O presidente do Parlamento do Irã, Mohammad Bagher Ghalibaf, acusou o presidente dos Estados Unidos, Donald Trump, de ter feito sete afirmações falsas no intervalo de 60 minutos. A declaração foi publicada nesta sexta-feira (18/04) na rede social X. Ghalibaf alertou que o Estreito de Ormuz será fechado caso Washington mantenha o bloqueio naval no Mar Arábico, ativo desde segunda-feira (13/04).
“O presidente dos Estados Unidos fez sete afirmações em uma hora, todas as sete são falsas”, escreveu Ghalibaf. O parlamentar iraniano afirmou que os Estados Unidos não vencerão a guerra com “essas mentiras” e tampouco obterão êxito nas negociações. Ghalibaf reiterou a advertência sobre o fechamento do Estreito de Ormuz caso o bloqueio naval norte-americano persista.
Disputa sobre continuidade do bloqueio militar
A tensão entre Teerã e Washington se intensificou após Trump anunciar que o bloqueio continuará mesmo com o Irã declarando a reabertura total da rota marítima. O presidente norte-americano condicionou a retirada das tropas à conclusão das negociações com o Irã.

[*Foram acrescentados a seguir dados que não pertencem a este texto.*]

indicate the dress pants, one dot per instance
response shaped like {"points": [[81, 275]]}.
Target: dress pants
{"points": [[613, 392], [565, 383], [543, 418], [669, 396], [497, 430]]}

“O Estreito de Ormuz está completamente aberto e pronto para negócios e livre tráfego, mas o bloqueio naval permanecerá em pleno vigor e efeito no que diz respeito ao Irã, somente, até que nossas negociações com o Irã estejam 100% concluídas. Esse processo deverá ser bastante rápido, visto que a maioria dos pontos já foi negociada”, publicou Trump.
A agência estatal iraniana Fars, vinculada à Guarda Revolucionária do Irã, classificou o anúncio de Trump como “chantagem”. A agência publicou um post no Telegram com captura de tela do texto escrito pelo presidente norte-americano.
A Fars caracterizou o anúncio de reabertura do Estreito de Ormuz como incompleto. A agência afirmou que a passagem será fechada caso o bloqueio dos EUA na região continue.
Uma autoridade iraniana ouvida pela agência de notícias Fars fez declarações alinhadas com as de Ghalibaf na sexta-feira (18/04).
O governo iraniano admitiu não ter conhecimento preciso sobre a localização de todas as minas navais instaladas no Estreito de Ormuz. A declaração ocorreu após Trump afirmar nesta sexta-feira (18/04) que Washington “estão trabalhando com o Irã para retirar as minas (navais)” da região.
As autoridades iranianas orientaram que as embarcações naveguem exclusivamente pelas rotas consideradas seguras, conforme indicação da Organização dos Portos iraniana. A recomendação foi emitida diante da incerteza sobre a localização exata dos artefatos explosivos.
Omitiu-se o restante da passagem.